The borough of Scarborough was founded in the 12th century. A wall was built on the landward side of the town, from the a ditch at junction of Auborough and Cross Street, to the sea. It was then continued along what is now Eastborough, either as a wall or a wooden palisade. This ran partly along the line of the cliff and terminated at the castle. A ditch was dug outside the wall.

The defences were first recorded in 1225, when the town was granted forty oak trees and three years of tolls on shipping to maintain them. In 1283/4, the monks of Blackfriars applied to demolish the wall, but this was opposed by the town burgesses, and the wall was instead maintain into the 14th century. Houses were then built up against the wall, and it was gradually removed to provide stone for new construction elsewhere.

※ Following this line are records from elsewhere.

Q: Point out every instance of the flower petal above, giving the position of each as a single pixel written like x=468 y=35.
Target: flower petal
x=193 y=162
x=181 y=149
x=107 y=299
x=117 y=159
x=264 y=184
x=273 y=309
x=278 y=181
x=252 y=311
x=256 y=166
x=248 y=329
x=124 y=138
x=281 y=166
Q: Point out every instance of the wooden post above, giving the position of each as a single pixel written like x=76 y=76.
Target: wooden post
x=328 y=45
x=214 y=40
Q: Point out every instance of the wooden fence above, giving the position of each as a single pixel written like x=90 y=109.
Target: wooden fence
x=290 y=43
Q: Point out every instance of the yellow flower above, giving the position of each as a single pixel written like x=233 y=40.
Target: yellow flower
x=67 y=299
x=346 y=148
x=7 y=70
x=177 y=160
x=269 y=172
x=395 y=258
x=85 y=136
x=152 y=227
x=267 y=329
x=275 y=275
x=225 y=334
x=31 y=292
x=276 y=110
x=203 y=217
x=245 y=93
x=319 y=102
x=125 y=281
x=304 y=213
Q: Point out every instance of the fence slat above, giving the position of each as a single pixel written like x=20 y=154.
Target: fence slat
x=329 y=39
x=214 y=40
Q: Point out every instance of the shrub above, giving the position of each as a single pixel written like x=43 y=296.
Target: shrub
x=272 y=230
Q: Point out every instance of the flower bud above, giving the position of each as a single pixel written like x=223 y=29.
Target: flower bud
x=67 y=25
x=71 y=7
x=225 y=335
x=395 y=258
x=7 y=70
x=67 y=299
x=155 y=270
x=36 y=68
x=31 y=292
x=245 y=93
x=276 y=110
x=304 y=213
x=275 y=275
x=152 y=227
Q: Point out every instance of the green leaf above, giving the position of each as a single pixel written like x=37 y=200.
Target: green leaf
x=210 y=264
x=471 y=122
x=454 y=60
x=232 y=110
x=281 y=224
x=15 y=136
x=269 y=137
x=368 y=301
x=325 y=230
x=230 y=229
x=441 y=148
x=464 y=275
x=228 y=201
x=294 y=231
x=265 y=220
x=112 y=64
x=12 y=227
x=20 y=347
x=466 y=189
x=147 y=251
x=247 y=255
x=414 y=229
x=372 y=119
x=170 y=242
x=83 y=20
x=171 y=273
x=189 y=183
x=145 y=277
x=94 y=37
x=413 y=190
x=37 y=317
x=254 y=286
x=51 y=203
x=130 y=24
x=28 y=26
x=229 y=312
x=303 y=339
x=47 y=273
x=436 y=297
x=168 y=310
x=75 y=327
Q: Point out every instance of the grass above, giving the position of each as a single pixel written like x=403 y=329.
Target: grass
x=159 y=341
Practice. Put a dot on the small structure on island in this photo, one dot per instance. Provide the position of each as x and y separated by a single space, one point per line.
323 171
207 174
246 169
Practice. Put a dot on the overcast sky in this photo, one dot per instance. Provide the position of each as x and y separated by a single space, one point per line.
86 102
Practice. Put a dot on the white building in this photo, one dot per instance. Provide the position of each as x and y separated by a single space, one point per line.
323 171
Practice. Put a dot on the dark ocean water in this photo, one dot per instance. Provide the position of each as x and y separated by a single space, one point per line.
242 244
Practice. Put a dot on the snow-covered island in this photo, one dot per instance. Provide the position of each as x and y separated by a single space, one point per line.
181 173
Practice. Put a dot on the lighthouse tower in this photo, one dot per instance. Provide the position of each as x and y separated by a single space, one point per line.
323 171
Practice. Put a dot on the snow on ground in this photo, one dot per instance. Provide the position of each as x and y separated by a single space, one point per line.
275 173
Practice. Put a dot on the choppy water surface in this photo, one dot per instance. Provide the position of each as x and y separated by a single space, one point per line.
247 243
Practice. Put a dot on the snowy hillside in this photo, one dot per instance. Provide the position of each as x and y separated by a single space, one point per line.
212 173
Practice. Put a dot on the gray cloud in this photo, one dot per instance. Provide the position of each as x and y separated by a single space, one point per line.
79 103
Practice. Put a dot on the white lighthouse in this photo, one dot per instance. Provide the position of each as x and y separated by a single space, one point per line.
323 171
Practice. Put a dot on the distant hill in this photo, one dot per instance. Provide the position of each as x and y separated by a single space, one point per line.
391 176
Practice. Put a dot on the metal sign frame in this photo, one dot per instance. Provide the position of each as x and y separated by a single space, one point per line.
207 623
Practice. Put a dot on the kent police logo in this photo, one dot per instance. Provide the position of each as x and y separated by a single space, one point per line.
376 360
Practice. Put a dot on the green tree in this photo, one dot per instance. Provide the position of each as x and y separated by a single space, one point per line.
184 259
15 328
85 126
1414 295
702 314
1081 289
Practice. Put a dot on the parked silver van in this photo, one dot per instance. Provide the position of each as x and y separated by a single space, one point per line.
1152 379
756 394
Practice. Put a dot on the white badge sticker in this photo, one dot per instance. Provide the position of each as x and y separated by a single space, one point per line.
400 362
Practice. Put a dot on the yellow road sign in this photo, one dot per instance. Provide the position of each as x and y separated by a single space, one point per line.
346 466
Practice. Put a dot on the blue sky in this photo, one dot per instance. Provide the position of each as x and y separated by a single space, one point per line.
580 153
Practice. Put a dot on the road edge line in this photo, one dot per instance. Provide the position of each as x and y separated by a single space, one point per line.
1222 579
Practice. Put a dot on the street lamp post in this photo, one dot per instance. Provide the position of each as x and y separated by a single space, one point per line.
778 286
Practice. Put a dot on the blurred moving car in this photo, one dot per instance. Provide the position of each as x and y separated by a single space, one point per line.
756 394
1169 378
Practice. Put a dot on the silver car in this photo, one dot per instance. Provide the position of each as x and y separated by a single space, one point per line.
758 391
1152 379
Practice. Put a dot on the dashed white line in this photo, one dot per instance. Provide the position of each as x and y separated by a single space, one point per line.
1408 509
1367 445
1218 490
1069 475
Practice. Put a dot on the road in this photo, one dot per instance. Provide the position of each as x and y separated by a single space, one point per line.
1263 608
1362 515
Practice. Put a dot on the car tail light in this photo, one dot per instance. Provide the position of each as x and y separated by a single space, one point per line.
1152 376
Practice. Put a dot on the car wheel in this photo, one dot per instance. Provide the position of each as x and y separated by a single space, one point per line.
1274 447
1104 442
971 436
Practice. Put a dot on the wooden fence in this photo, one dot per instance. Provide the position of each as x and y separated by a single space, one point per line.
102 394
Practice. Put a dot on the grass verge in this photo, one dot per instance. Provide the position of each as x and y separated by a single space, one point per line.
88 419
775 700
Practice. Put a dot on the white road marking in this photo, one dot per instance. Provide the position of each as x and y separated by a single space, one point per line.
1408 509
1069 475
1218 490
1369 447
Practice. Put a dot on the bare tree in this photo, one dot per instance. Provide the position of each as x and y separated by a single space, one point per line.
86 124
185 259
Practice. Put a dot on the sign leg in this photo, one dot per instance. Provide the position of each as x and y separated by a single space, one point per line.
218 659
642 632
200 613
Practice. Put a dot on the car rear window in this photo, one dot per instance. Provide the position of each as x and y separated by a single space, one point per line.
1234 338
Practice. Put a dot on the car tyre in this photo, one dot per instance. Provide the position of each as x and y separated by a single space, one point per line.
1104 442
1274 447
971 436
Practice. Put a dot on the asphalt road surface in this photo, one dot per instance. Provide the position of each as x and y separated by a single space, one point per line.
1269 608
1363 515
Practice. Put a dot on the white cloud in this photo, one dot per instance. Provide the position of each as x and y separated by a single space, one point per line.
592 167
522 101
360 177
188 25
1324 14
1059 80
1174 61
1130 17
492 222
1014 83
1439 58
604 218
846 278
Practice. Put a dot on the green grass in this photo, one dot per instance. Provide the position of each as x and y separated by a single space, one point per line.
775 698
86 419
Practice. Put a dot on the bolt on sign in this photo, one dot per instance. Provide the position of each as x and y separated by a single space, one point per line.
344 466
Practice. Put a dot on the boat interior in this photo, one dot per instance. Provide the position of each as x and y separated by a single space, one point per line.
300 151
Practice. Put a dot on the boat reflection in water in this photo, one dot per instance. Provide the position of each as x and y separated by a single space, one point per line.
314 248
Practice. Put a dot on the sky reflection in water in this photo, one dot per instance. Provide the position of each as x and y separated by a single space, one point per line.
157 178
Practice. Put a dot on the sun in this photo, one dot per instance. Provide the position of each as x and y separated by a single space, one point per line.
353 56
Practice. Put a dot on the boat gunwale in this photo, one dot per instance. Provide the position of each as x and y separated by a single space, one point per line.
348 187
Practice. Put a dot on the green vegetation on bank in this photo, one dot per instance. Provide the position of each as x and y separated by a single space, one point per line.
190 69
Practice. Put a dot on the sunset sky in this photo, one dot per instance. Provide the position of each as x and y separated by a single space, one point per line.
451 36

Perhaps in the late 15th century, a wall was constructed further west, and this was maintained into the 16th century, with substantial foundations still visible at the end of the 18th century. The gate on Auborough, which John Leland described as "very base", was demolished at an early date, but the gate on Newborough which Leland called "meatley good", survived until 1843. That year, it was demolished and replaced by a new gate in a neo-Gothic style, but this was demolished in 1890.

Two small, curved, sections of wall survive off St Thomas Street. They date from the 15th century, were added to in the 17th century, and repaired in the 19th century. They are built of stone surmounted by brick, and are rendered. Both sections have buttresses and they are jointly grade II listed. The ditch is not visible, but excavations near St Mary's Parish House showed it to be 9 metres wide and up to 4.4 metres deep.